Personal information
- Full name: Barry Foster
- Date of birth: 21 September 1951 (age 74)
- Place of birth: Worksop, England
- Position: Defender

Senior career*
- Years: Team / Apps / (Gls)
- 1971–1982: Mansfield Town / 287 / (0)
- 1982–1983: Boston United / 14 / (0)

= Barry Foster (footballer) =

English footballer

Barry Foster (born 21 September 1951) is an English retired footballer who spent his entire Football League career at Mansfield Town, where he played as a left-back.

Foster graduated through Mansfield's youth team, and signed a professional contract in July 1970, after first completing his apprenticeship as a mining electrician. He made his first-team debut for the Stags shortly before his 19th birthday, on 4 September 1971 against Plymouth Argyle. Incidentally, his unrelated namesake Colin Foster made his debut in the same game.

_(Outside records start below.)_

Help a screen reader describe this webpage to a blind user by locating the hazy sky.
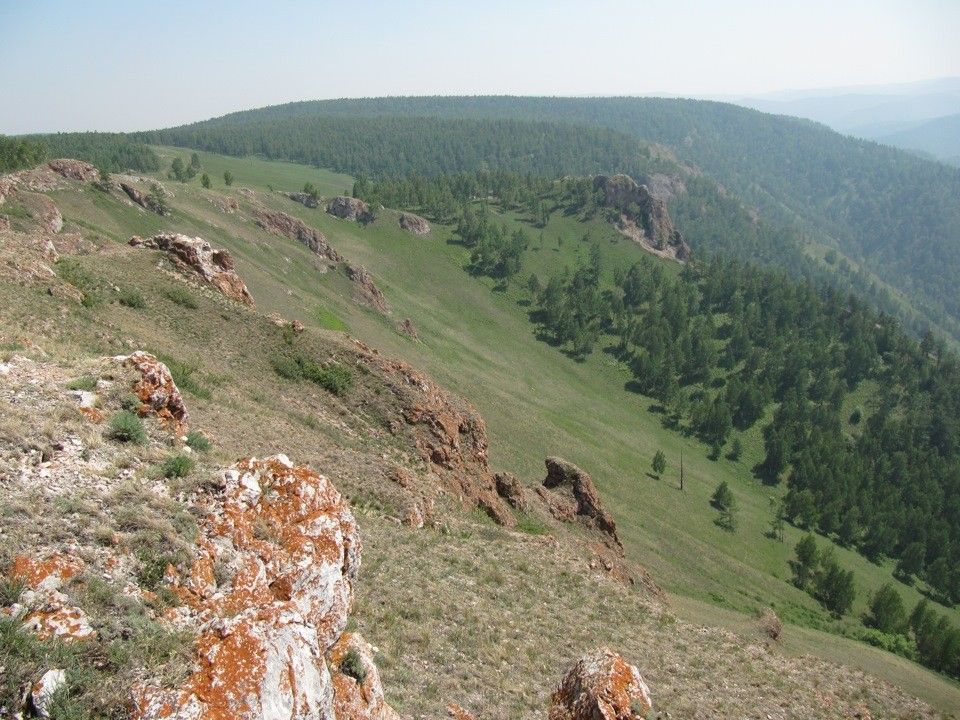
[0,0,960,133]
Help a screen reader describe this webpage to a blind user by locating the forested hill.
[143,97,960,339]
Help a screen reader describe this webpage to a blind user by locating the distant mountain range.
[733,78,960,165]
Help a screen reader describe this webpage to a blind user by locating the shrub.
[163,285,200,310]
[340,648,367,685]
[107,410,147,445]
[160,455,195,479]
[187,430,213,452]
[303,360,353,395]
[118,288,147,310]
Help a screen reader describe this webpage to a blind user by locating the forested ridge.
[354,172,960,640]
[144,97,960,339]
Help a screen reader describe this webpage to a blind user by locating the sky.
[0,0,960,134]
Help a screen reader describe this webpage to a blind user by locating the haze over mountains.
[730,78,960,165]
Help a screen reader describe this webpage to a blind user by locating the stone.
[30,668,67,718]
[130,233,253,305]
[548,648,653,720]
[253,208,343,263]
[133,455,360,720]
[115,350,188,435]
[399,213,430,235]
[327,633,400,720]
[327,195,373,222]
[345,264,390,315]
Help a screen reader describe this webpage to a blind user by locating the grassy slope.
[47,146,960,709]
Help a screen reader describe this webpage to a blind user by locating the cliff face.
[593,175,690,261]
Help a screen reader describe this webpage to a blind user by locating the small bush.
[67,375,97,392]
[187,430,213,452]
[303,362,353,395]
[160,455,196,479]
[117,288,147,310]
[163,285,200,310]
[340,648,367,685]
[107,410,147,445]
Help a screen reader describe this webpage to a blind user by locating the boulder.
[30,668,67,718]
[253,208,343,263]
[47,158,100,182]
[287,193,320,208]
[493,472,529,512]
[397,318,420,340]
[115,350,188,435]
[344,264,390,315]
[327,195,372,222]
[543,457,623,550]
[548,648,653,720]
[130,233,253,305]
[327,633,400,720]
[133,455,362,720]
[400,213,430,235]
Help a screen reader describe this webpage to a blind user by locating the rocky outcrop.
[397,318,420,340]
[253,208,343,263]
[47,158,100,182]
[549,648,653,720]
[355,341,516,527]
[287,193,320,208]
[344,264,390,315]
[130,233,253,305]
[115,350,188,435]
[134,455,370,720]
[593,175,690,260]
[543,457,623,550]
[493,472,529,512]
[120,181,169,215]
[327,195,373,222]
[327,633,400,720]
[6,553,95,643]
[400,213,430,235]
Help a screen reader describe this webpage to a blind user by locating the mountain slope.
[143,97,960,339]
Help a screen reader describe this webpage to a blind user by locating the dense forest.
[145,97,960,339]
[0,135,47,172]
[354,172,960,624]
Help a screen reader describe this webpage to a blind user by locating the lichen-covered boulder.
[549,648,653,720]
[134,455,360,720]
[130,233,253,305]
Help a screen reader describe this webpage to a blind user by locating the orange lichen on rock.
[549,648,653,720]
[130,233,253,305]
[356,341,516,527]
[134,455,360,720]
[327,633,400,720]
[117,350,187,435]
[10,553,84,592]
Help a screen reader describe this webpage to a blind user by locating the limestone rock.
[543,457,623,550]
[253,208,343,263]
[30,668,67,718]
[327,633,400,720]
[287,193,320,208]
[130,233,253,305]
[345,264,390,315]
[493,472,529,512]
[133,455,360,720]
[593,175,690,260]
[327,195,372,222]
[549,648,653,720]
[47,158,100,182]
[116,350,188,435]
[400,213,430,235]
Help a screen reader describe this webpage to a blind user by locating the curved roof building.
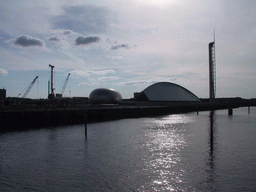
[89,88,122,104]
[135,82,200,101]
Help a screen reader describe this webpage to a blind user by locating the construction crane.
[60,73,70,95]
[56,73,70,98]
[18,76,38,98]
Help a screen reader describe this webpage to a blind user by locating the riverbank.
[0,102,253,132]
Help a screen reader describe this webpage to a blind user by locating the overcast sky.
[0,0,256,98]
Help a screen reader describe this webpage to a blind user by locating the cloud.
[14,35,44,47]
[76,36,100,45]
[98,77,118,81]
[70,69,115,77]
[48,29,73,42]
[0,68,8,76]
[110,44,130,50]
[52,5,108,34]
[79,82,90,86]
[48,35,61,42]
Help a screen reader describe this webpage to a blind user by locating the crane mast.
[19,76,38,98]
[60,73,70,95]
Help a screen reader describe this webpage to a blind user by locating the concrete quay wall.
[0,103,248,132]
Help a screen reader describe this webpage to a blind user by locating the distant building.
[89,88,122,104]
[134,82,200,101]
[0,89,6,100]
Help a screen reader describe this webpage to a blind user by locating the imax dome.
[89,88,122,104]
[135,82,200,101]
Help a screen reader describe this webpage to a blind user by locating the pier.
[0,100,256,132]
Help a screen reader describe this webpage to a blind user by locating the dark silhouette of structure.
[209,39,216,102]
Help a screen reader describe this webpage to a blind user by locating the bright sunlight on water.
[0,108,256,191]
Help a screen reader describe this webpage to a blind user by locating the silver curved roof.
[135,82,200,101]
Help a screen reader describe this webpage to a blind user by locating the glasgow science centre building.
[89,82,200,104]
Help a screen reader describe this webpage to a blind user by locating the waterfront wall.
[0,102,249,132]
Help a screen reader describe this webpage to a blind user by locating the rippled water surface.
[0,108,256,191]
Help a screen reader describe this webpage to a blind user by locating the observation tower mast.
[209,32,216,102]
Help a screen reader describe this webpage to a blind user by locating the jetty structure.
[0,42,256,132]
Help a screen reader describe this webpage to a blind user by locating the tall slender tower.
[48,64,54,100]
[209,35,216,102]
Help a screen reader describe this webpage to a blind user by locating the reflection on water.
[141,114,193,191]
[0,108,256,191]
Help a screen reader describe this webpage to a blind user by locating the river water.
[0,107,256,191]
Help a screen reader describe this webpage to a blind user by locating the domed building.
[134,82,200,101]
[89,88,122,104]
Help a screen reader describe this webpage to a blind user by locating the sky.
[0,0,256,99]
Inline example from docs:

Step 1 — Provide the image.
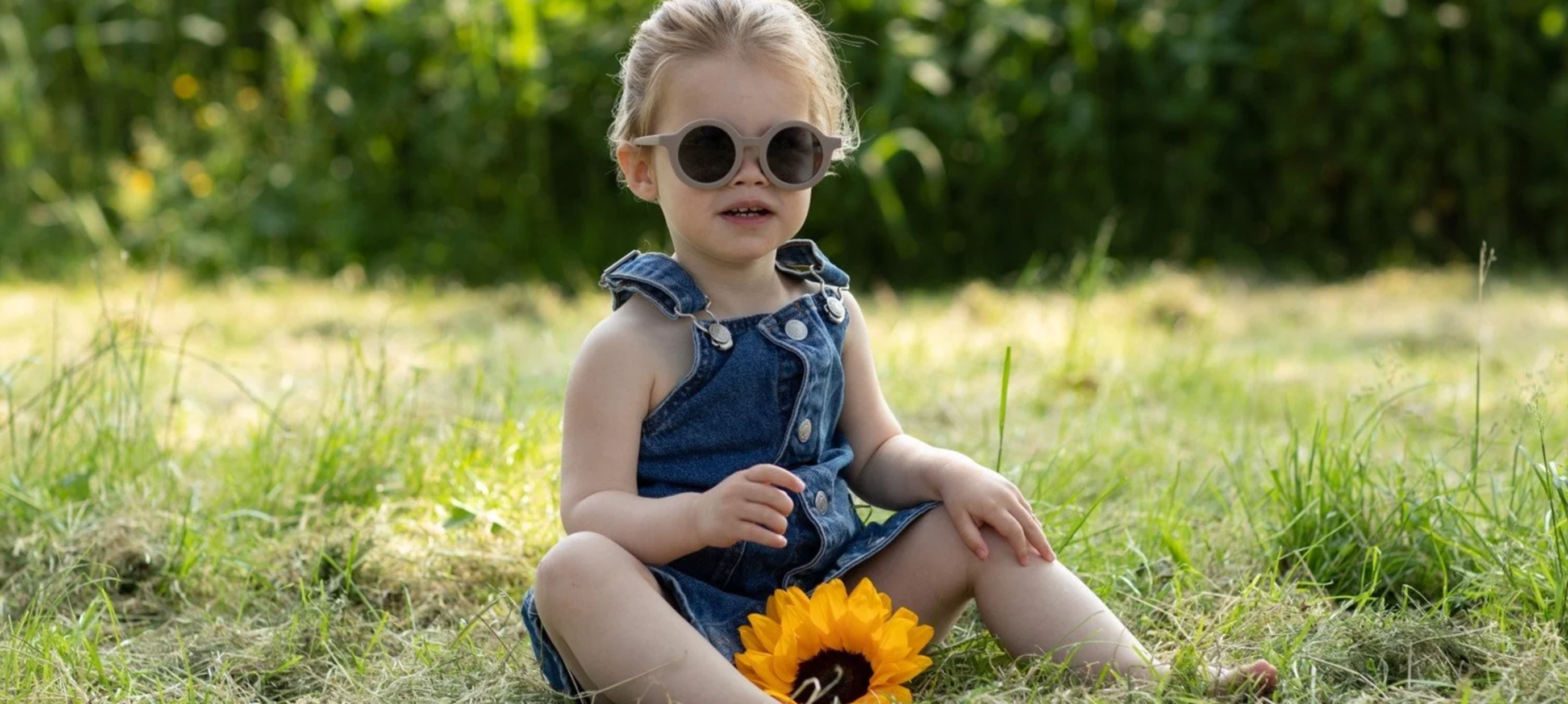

At first, Foster had to bide his time in a reserve role, but when first-choice left-back Clive Walker went down with an injury, Foster took advantage of the opportunity, and secured a regular place in the side. He was a member of the Mansfield side that finished top of Division Four in 1975, and also won Division Three two years later. However, Foster broke his leg against Portsmouth on the day promotion was confirmed, causing him to miss most of the club's Division Two campaign the following season.

In total, Foster played 343 matches for Mansfield in all competitions, without ever scoring a single goal for the club. He was released at the end of the 1981-82 season, and finished his career with a season at non-league Boston United. After retiring from the game, he joined his family's market-trading business.